Nelle 15 visite successive, notai che quel ristorante stava rivoluzionando il paradigma culinario mondiale, cominciando a costruire un metodo fondato su nuovi concetti e nuove tecniche. Nei primi anni Novanta mi colpirono molto anche i primi ristoranti di Pierre Gagnaire a Saint Etienne, per la follia combinatoria degli ingredienti e l'estetica degli impiattamenti. E mi entusiasmò anche la prima visita da Michel Bras, per l'irruzione della naturaleza sul piatto e la rivendicazione del terroir "povero". Un concetto di lusso naturale che poi avrebbe ispirato anche Mugaritz e, più tardi, il Noma.

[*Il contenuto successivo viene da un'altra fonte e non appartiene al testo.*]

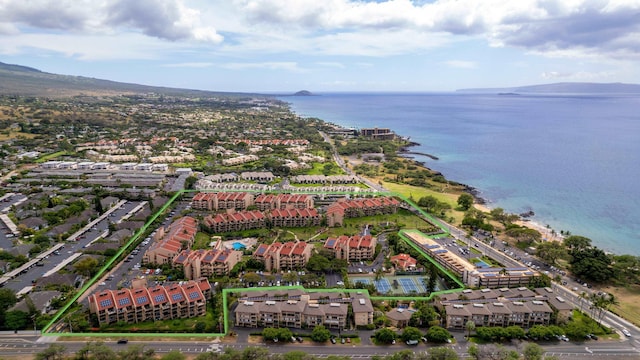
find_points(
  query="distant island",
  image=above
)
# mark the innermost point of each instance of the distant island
(561, 88)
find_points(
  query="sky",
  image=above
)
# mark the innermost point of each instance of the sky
(326, 45)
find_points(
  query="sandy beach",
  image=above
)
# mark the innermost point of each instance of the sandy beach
(548, 234)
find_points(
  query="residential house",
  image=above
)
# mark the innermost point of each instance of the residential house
(279, 256)
(235, 221)
(180, 235)
(354, 248)
(344, 208)
(175, 301)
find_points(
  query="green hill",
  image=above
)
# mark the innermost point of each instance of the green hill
(26, 81)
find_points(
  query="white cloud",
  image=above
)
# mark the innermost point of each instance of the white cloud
(87, 47)
(567, 28)
(288, 66)
(331, 64)
(190, 65)
(461, 64)
(578, 76)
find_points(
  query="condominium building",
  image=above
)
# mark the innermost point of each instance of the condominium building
(404, 262)
(272, 309)
(205, 263)
(169, 242)
(173, 301)
(343, 208)
(496, 307)
(354, 248)
(266, 202)
(222, 201)
(294, 217)
(493, 277)
(279, 256)
(235, 221)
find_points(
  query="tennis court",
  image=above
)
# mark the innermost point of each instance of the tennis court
(398, 285)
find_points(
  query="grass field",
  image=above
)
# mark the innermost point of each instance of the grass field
(629, 308)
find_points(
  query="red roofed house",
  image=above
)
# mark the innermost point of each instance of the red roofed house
(278, 256)
(343, 208)
(205, 263)
(179, 235)
(404, 262)
(235, 221)
(150, 304)
(354, 248)
(222, 200)
(266, 202)
(294, 217)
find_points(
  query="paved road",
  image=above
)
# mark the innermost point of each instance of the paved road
(28, 344)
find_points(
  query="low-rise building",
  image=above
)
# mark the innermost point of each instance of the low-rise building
(205, 263)
(173, 301)
(343, 208)
(294, 217)
(178, 236)
(404, 262)
(266, 202)
(235, 221)
(279, 256)
(222, 200)
(352, 248)
(302, 310)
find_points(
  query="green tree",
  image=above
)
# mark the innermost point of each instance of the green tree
(174, 355)
(318, 263)
(576, 242)
(551, 251)
(53, 352)
(532, 351)
(384, 336)
(320, 334)
(410, 333)
(438, 334)
(442, 353)
(465, 201)
(7, 300)
(16, 319)
(470, 326)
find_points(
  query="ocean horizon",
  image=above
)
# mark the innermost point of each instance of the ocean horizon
(571, 158)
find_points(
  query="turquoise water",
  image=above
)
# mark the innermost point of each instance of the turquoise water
(574, 160)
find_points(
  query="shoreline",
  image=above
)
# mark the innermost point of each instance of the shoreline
(480, 203)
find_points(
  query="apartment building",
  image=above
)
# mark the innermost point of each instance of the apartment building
(344, 208)
(378, 133)
(266, 202)
(282, 256)
(404, 262)
(294, 217)
(497, 277)
(497, 307)
(305, 310)
(235, 221)
(222, 201)
(173, 301)
(354, 248)
(205, 263)
(169, 242)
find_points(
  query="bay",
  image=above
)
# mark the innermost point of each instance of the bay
(572, 159)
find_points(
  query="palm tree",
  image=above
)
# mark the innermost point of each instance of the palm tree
(470, 326)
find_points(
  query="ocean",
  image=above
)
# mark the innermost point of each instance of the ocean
(572, 159)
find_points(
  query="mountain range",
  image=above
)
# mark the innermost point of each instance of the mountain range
(26, 81)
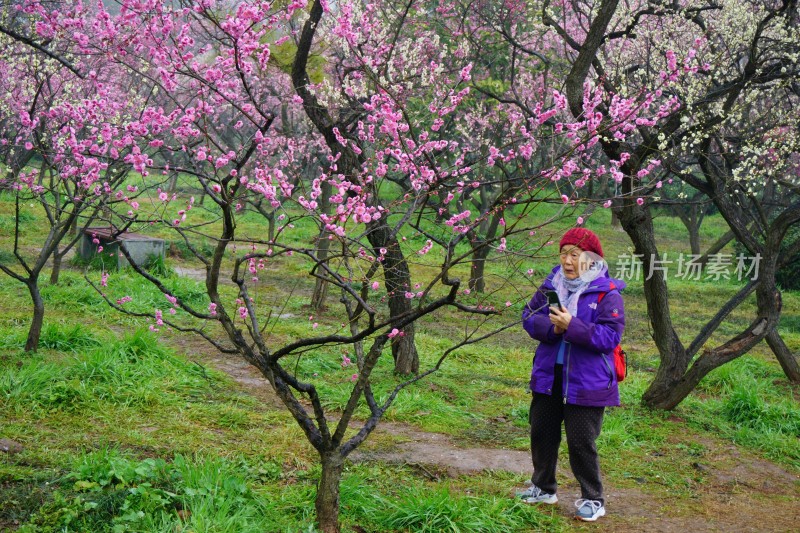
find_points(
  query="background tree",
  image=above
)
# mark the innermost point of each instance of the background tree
(709, 90)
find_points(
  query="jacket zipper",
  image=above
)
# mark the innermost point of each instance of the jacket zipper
(610, 371)
(566, 378)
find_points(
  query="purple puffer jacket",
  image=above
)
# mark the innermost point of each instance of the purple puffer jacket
(591, 337)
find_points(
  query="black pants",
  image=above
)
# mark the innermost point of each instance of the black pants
(582, 425)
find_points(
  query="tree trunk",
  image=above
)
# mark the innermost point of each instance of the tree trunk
(57, 257)
(323, 245)
(398, 282)
(615, 222)
(638, 224)
(327, 500)
(694, 236)
(35, 331)
(477, 282)
(785, 357)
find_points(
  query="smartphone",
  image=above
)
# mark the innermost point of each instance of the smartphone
(552, 299)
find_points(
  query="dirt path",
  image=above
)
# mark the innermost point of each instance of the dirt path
(742, 492)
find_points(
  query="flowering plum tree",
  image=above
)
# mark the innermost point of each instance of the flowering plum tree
(58, 118)
(718, 68)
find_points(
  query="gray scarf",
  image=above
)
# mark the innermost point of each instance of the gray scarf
(570, 290)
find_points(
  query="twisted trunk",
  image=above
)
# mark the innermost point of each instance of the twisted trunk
(327, 501)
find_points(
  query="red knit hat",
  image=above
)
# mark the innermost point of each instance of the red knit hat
(584, 239)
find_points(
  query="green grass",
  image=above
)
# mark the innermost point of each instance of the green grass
(123, 433)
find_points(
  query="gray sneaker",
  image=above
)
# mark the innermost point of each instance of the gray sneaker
(534, 494)
(589, 510)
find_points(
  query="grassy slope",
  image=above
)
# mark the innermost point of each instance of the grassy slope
(121, 432)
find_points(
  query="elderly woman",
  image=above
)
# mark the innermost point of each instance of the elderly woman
(573, 377)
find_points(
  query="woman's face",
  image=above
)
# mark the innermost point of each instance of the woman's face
(571, 264)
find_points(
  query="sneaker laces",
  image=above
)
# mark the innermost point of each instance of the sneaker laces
(531, 492)
(595, 505)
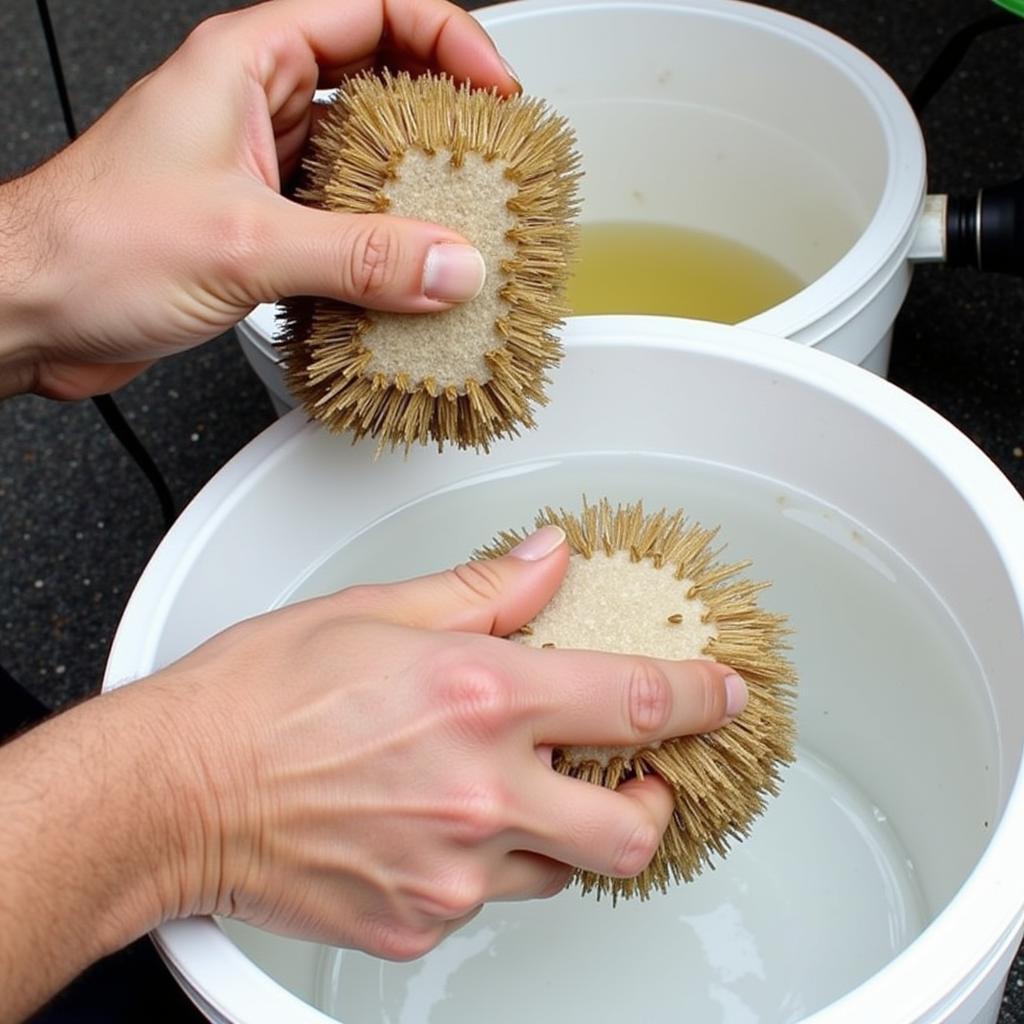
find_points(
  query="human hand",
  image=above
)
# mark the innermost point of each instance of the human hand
(377, 763)
(164, 224)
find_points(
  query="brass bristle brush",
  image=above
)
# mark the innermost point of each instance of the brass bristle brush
(501, 172)
(650, 585)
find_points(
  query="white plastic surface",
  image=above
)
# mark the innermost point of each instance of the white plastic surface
(737, 120)
(733, 398)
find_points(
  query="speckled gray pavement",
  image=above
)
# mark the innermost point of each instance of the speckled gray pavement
(78, 521)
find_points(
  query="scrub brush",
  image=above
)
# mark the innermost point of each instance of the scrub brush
(650, 585)
(503, 173)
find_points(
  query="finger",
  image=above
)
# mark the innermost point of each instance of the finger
(594, 699)
(495, 596)
(614, 833)
(373, 260)
(424, 33)
(454, 926)
(528, 876)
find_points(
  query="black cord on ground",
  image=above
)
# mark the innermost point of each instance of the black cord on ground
(949, 57)
(104, 403)
(129, 439)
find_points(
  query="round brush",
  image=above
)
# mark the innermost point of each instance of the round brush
(650, 585)
(503, 173)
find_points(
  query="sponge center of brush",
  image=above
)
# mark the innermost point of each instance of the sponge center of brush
(449, 347)
(615, 604)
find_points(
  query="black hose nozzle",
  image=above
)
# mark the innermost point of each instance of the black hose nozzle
(987, 230)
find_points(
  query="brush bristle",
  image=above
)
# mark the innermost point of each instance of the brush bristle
(720, 778)
(372, 134)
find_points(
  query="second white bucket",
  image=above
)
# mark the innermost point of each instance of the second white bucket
(735, 120)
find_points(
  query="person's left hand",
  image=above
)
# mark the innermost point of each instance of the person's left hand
(164, 224)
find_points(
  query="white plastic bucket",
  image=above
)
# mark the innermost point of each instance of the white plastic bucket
(869, 478)
(736, 120)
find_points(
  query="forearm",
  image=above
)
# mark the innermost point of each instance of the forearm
(25, 280)
(91, 840)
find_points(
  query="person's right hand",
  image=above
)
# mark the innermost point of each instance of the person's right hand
(376, 765)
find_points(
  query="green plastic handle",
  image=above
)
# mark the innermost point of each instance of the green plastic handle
(1017, 6)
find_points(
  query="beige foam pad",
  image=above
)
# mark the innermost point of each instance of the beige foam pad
(471, 200)
(614, 604)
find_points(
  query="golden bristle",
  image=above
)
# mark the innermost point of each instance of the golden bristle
(357, 154)
(721, 778)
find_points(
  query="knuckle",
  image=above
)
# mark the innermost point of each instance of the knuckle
(477, 698)
(479, 812)
(638, 850)
(558, 880)
(648, 698)
(371, 260)
(712, 695)
(241, 244)
(477, 581)
(397, 942)
(457, 895)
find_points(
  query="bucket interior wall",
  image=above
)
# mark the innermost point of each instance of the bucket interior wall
(939, 763)
(708, 122)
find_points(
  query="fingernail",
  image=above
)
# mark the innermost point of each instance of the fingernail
(453, 272)
(539, 545)
(735, 695)
(510, 71)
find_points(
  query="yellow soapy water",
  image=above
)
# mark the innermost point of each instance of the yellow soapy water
(663, 269)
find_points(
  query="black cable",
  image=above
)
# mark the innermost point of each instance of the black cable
(57, 69)
(949, 57)
(129, 440)
(109, 410)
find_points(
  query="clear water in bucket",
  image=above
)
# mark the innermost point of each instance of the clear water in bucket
(880, 820)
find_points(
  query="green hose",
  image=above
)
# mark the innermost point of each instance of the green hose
(1017, 6)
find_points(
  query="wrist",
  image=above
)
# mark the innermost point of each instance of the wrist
(30, 289)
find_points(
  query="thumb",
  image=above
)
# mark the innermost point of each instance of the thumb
(495, 596)
(370, 259)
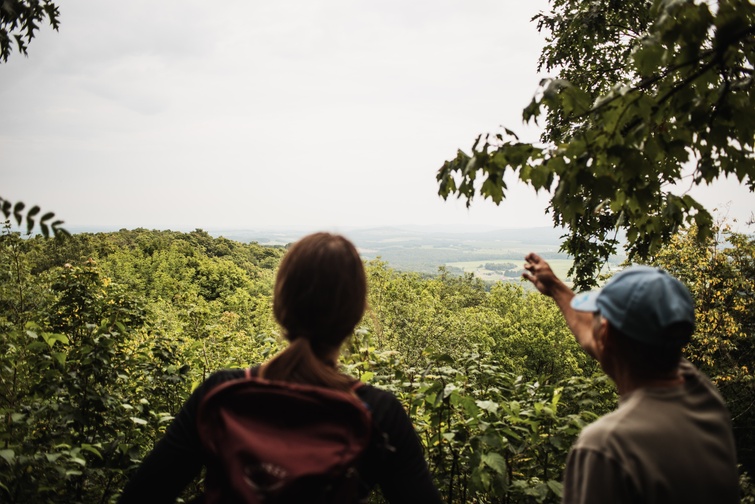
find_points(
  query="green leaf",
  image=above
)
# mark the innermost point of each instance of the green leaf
(17, 209)
(8, 455)
(490, 406)
(556, 487)
(91, 449)
(495, 461)
(60, 357)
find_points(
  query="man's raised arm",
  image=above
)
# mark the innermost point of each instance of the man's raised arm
(539, 272)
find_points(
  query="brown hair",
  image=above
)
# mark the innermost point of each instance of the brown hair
(320, 296)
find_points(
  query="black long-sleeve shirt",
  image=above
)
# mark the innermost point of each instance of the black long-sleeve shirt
(178, 457)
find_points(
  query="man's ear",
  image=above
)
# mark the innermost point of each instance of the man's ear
(602, 339)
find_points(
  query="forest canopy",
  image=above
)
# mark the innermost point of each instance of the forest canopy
(649, 99)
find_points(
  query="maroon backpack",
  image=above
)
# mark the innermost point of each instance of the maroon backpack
(278, 442)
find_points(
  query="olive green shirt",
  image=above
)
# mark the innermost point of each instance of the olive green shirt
(662, 445)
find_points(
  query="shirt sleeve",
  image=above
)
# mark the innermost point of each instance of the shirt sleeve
(593, 478)
(177, 458)
(402, 471)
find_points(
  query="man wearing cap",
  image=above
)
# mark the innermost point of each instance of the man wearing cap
(670, 440)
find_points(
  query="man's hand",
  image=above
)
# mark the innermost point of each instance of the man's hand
(540, 274)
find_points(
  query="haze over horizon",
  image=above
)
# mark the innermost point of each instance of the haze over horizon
(323, 115)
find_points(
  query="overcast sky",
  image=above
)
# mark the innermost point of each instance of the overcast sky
(246, 114)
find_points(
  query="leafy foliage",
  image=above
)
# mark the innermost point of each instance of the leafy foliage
(46, 227)
(20, 19)
(643, 90)
(103, 337)
(721, 277)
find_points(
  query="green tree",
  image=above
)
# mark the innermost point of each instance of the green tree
(20, 19)
(721, 276)
(643, 90)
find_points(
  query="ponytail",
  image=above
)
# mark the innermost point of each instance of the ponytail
(298, 363)
(319, 297)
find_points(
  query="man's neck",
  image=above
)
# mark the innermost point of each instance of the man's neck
(627, 382)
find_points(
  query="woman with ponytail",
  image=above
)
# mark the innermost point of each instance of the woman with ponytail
(320, 296)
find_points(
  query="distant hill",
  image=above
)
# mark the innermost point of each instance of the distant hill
(421, 249)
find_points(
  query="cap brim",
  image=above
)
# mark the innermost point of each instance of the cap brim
(586, 301)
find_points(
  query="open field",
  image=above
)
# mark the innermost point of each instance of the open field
(560, 267)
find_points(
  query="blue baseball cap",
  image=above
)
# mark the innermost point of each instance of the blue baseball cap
(643, 303)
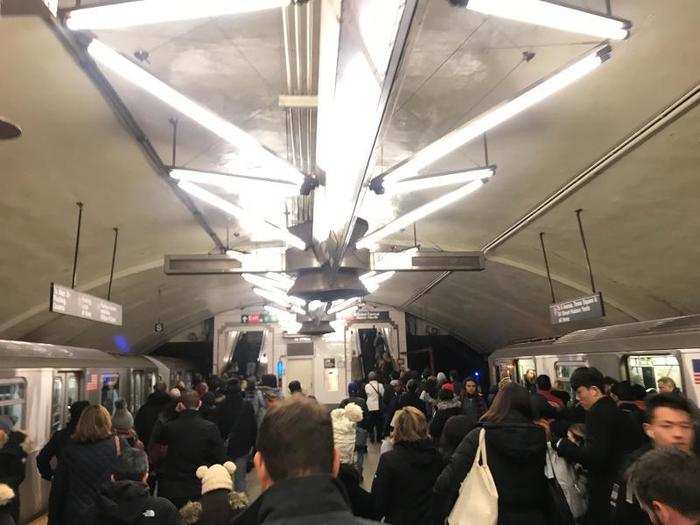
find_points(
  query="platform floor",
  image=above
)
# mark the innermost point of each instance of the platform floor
(370, 467)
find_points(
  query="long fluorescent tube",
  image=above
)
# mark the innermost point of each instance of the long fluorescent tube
(548, 14)
(127, 14)
(495, 116)
(419, 213)
(264, 282)
(246, 145)
(438, 181)
(241, 214)
(232, 182)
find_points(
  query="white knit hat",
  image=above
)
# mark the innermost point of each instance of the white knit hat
(216, 476)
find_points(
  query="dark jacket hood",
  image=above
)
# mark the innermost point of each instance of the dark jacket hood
(418, 454)
(123, 501)
(516, 438)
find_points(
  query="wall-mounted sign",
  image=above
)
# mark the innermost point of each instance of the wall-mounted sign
(258, 318)
(372, 315)
(67, 301)
(589, 307)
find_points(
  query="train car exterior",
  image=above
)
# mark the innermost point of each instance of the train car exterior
(640, 352)
(39, 382)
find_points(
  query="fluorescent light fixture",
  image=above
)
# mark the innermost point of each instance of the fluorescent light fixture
(419, 213)
(286, 281)
(233, 183)
(495, 116)
(556, 16)
(143, 12)
(344, 305)
(281, 299)
(241, 214)
(264, 282)
(438, 181)
(247, 146)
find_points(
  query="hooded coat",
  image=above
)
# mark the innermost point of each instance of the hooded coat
(516, 450)
(130, 503)
(402, 486)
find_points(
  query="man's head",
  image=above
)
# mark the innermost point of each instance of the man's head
(295, 439)
(189, 400)
(587, 382)
(132, 465)
(666, 385)
(666, 482)
(471, 387)
(670, 422)
(544, 383)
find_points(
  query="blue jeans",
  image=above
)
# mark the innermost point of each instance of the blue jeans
(239, 478)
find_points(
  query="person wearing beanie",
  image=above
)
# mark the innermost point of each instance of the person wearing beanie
(123, 424)
(219, 503)
(447, 407)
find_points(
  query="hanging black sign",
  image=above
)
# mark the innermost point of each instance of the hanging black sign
(588, 307)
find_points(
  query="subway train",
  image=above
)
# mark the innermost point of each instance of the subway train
(640, 352)
(38, 382)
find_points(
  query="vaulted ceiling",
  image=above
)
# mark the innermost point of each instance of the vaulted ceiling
(640, 213)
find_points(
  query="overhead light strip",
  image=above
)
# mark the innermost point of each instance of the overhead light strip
(240, 213)
(144, 12)
(556, 16)
(419, 213)
(438, 181)
(247, 146)
(495, 116)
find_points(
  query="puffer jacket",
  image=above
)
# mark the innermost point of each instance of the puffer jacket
(13, 458)
(516, 450)
(402, 484)
(82, 472)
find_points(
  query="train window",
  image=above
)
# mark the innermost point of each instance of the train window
(523, 366)
(56, 404)
(110, 391)
(646, 370)
(13, 399)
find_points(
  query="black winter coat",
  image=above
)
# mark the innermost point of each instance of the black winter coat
(83, 470)
(13, 458)
(243, 432)
(402, 486)
(130, 503)
(309, 500)
(515, 450)
(146, 417)
(610, 434)
(192, 441)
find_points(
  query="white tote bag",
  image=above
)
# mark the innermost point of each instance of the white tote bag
(477, 503)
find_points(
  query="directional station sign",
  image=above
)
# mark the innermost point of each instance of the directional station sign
(67, 301)
(589, 307)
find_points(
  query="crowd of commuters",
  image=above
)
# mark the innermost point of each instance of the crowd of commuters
(604, 455)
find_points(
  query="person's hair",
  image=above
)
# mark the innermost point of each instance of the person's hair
(668, 401)
(296, 439)
(640, 392)
(587, 377)
(667, 381)
(131, 465)
(512, 397)
(543, 382)
(445, 395)
(409, 425)
(623, 391)
(95, 424)
(190, 399)
(669, 476)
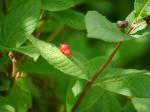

Di Gagnaire è impossibile ricordare un solo piatto. Ricordo la lettura del menu e la poesia che emanava dai nomi dei piatti con prodotti, spezie ed erbe sconosciute in quei primi anni Novanta. Con un piccolo gruppo di cuochi, lo invitammo a cucinare a Barcellona in un piccolo ristorante chiamato L'Aram. Accettò l’invito e venne a cucinare gratis, solo perché aveva un bel ricordo adolescenziale di questa città. Pierre è una persona che lavora con le emozioni e sono felice di conservare l’amicizia con lui. Di Michel Bras ricordo soprattutto la cottura del foie gras, poco grassa, quasi carnosa. La nuova visione di questo prodotto per me è importante tanto quanto il suo Coulant o la Gargouillou. Dopo 25 anni, il suo ristorante è ancora all'avanguardia.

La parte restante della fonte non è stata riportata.